Three dimensional Casimir piston for massive scalar fields

TL;DR

This paper analyzes the Casimir force on a three-dimensional rectangular piston due to a massive scalar field, deriving explicit finite expressions and examining how the force varies with distance, boundary conditions, and mass.

Contribution

It provides explicit formulas for the Casimir force in a 3D piston setup with massive scalar fields under various boundary conditions, showing the force's behavior and mass effects.

Findings

Casimir force is always attractive under studied conditions.

Force magnitude behaves like 1/a^4 as a approaches zero.

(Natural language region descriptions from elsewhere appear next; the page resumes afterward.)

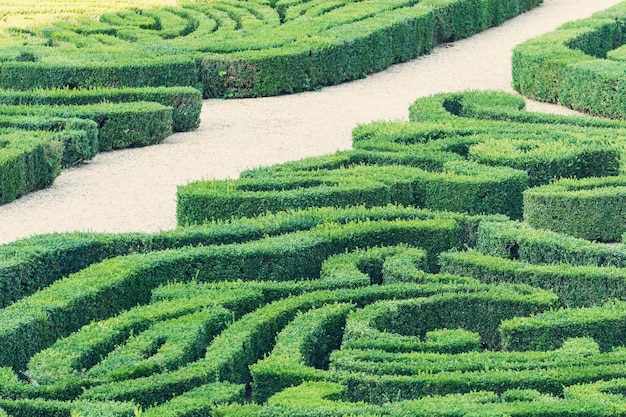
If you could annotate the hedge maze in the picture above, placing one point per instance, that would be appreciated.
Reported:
(402, 278)
(141, 74)
(453, 265)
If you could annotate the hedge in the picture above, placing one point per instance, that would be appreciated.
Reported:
(243, 50)
(519, 241)
(120, 125)
(605, 324)
(587, 208)
(77, 147)
(302, 349)
(462, 187)
(576, 286)
(186, 102)
(120, 283)
(39, 261)
(28, 161)
(234, 349)
(574, 65)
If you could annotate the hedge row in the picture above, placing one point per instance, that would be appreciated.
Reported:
(82, 145)
(34, 263)
(284, 47)
(574, 65)
(120, 283)
(120, 125)
(89, 121)
(590, 208)
(575, 285)
(301, 351)
(545, 377)
(605, 324)
(327, 399)
(519, 241)
(28, 161)
(186, 102)
(462, 187)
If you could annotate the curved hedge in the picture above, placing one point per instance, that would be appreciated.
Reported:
(328, 309)
(590, 208)
(237, 49)
(575, 65)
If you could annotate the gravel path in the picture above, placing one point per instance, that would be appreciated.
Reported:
(135, 190)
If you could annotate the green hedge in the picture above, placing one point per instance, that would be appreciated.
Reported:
(120, 125)
(200, 401)
(373, 380)
(302, 349)
(243, 50)
(77, 147)
(186, 102)
(576, 286)
(462, 187)
(28, 161)
(38, 261)
(605, 324)
(120, 283)
(52, 408)
(518, 240)
(570, 65)
(589, 208)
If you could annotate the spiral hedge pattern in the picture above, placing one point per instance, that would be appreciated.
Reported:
(327, 291)
(141, 74)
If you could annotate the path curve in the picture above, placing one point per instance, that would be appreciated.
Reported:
(135, 189)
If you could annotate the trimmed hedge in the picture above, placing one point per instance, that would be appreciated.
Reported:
(28, 161)
(576, 286)
(244, 50)
(573, 65)
(120, 283)
(120, 125)
(302, 349)
(462, 187)
(79, 146)
(186, 102)
(605, 324)
(31, 264)
(519, 241)
(589, 208)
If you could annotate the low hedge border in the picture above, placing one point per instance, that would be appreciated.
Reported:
(37, 262)
(589, 208)
(519, 241)
(548, 330)
(573, 65)
(119, 283)
(462, 187)
(576, 286)
(275, 54)
(75, 149)
(186, 102)
(29, 161)
(120, 125)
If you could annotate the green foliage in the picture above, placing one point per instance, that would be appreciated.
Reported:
(589, 208)
(575, 65)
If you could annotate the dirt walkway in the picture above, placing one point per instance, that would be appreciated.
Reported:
(135, 190)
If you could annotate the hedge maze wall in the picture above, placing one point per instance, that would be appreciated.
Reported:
(141, 74)
(446, 266)
(395, 279)
(580, 65)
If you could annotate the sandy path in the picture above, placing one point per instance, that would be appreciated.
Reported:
(135, 190)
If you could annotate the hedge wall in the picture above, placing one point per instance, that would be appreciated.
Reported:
(575, 66)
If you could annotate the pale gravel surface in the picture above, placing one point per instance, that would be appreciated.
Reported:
(135, 190)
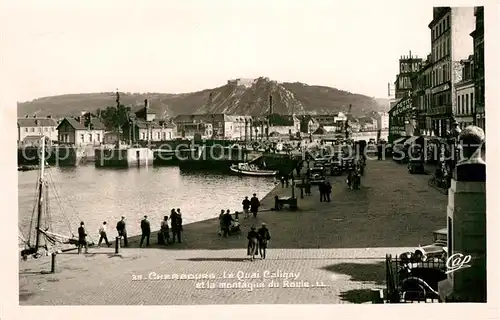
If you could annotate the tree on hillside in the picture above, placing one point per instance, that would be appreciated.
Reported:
(114, 117)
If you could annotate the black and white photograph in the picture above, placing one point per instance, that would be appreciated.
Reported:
(242, 153)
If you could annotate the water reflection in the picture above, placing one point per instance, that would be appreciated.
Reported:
(94, 195)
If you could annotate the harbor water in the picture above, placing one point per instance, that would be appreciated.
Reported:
(93, 195)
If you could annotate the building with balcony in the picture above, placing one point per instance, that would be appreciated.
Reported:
(421, 96)
(81, 131)
(450, 42)
(213, 126)
(465, 111)
(402, 120)
(478, 41)
(29, 129)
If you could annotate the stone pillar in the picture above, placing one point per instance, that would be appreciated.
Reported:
(466, 221)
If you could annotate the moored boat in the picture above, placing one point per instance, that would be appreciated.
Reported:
(252, 170)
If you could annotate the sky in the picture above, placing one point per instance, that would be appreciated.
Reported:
(63, 47)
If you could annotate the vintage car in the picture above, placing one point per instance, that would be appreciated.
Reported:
(317, 175)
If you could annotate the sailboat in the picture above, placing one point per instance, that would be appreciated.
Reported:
(45, 240)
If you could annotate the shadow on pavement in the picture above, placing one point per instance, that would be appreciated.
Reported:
(361, 272)
(358, 295)
(216, 259)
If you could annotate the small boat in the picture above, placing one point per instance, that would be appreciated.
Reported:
(252, 170)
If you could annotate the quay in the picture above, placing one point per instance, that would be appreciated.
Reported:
(341, 245)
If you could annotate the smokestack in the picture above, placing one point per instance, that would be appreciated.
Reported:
(270, 104)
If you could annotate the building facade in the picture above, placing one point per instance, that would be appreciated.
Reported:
(450, 42)
(465, 110)
(214, 126)
(81, 131)
(478, 41)
(31, 127)
(283, 124)
(402, 115)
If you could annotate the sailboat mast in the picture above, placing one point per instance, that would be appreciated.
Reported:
(40, 194)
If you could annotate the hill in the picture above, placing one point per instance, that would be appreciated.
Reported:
(241, 96)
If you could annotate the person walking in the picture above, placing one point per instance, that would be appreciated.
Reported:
(178, 226)
(103, 235)
(146, 231)
(165, 232)
(254, 205)
(307, 188)
(246, 207)
(322, 193)
(122, 231)
(226, 221)
(82, 238)
(328, 191)
(264, 237)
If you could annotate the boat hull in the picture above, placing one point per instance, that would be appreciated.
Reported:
(261, 173)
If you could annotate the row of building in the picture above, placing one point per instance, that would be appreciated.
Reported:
(143, 125)
(446, 86)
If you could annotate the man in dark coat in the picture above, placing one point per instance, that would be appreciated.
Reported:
(146, 231)
(82, 241)
(328, 191)
(246, 207)
(226, 223)
(264, 237)
(253, 242)
(322, 191)
(254, 205)
(122, 231)
(178, 226)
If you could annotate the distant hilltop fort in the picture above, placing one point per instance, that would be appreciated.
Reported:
(247, 82)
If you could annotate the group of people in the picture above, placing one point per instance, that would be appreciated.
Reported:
(258, 241)
(163, 237)
(227, 224)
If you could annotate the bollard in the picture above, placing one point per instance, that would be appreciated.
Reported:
(117, 245)
(53, 263)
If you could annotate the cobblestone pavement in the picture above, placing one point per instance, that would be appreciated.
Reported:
(340, 244)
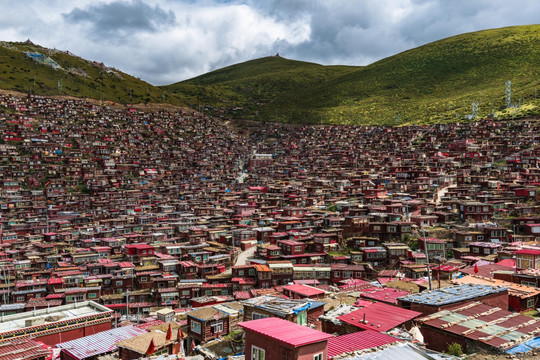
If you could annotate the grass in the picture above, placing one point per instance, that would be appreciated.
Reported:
(436, 82)
(77, 77)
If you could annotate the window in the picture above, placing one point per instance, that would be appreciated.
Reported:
(257, 353)
(196, 327)
(255, 316)
(301, 318)
(217, 327)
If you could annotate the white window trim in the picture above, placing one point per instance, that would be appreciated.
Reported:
(256, 316)
(194, 328)
(256, 353)
(217, 327)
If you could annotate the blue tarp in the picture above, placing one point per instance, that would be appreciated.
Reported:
(305, 307)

Mass reduces the force magnitude at large distances.

Abstract

We consider Casimir force acting on a three dimensional rectangular piston due to a massive scalar field subject to periodic, Dirichlet and Neumann boundary conditions. Exponential cut-off method is used to derive the Casimir energy in the interior region and the exterior region separated by the piston. It is shown that the divergent term of the Casimir force acting on the piston due to the interior region cancels with that due to the exterior region, thus render a finite well-defined Casimir force acting on the piston. Explicit expressions for the total Casimir force acting on the piston is derived, which show that the Casimir force is always attractive for all the different boundary conditions considered. As a function of a -- the distance from the piston to the opposite wall, it is found that the magnitude of the Casimir force behaves like $1/a^4$ when $a\to 0^+$ and decays exponentially when $a\to \infty$. Moreover, the magnitude of the Casimir force is always a decreasing function of a. On the other hand, passing from massless to massive, we find that the effect of the mass is insignificant when a is small, but the magnitude of the force is decreased for large a in the massive case.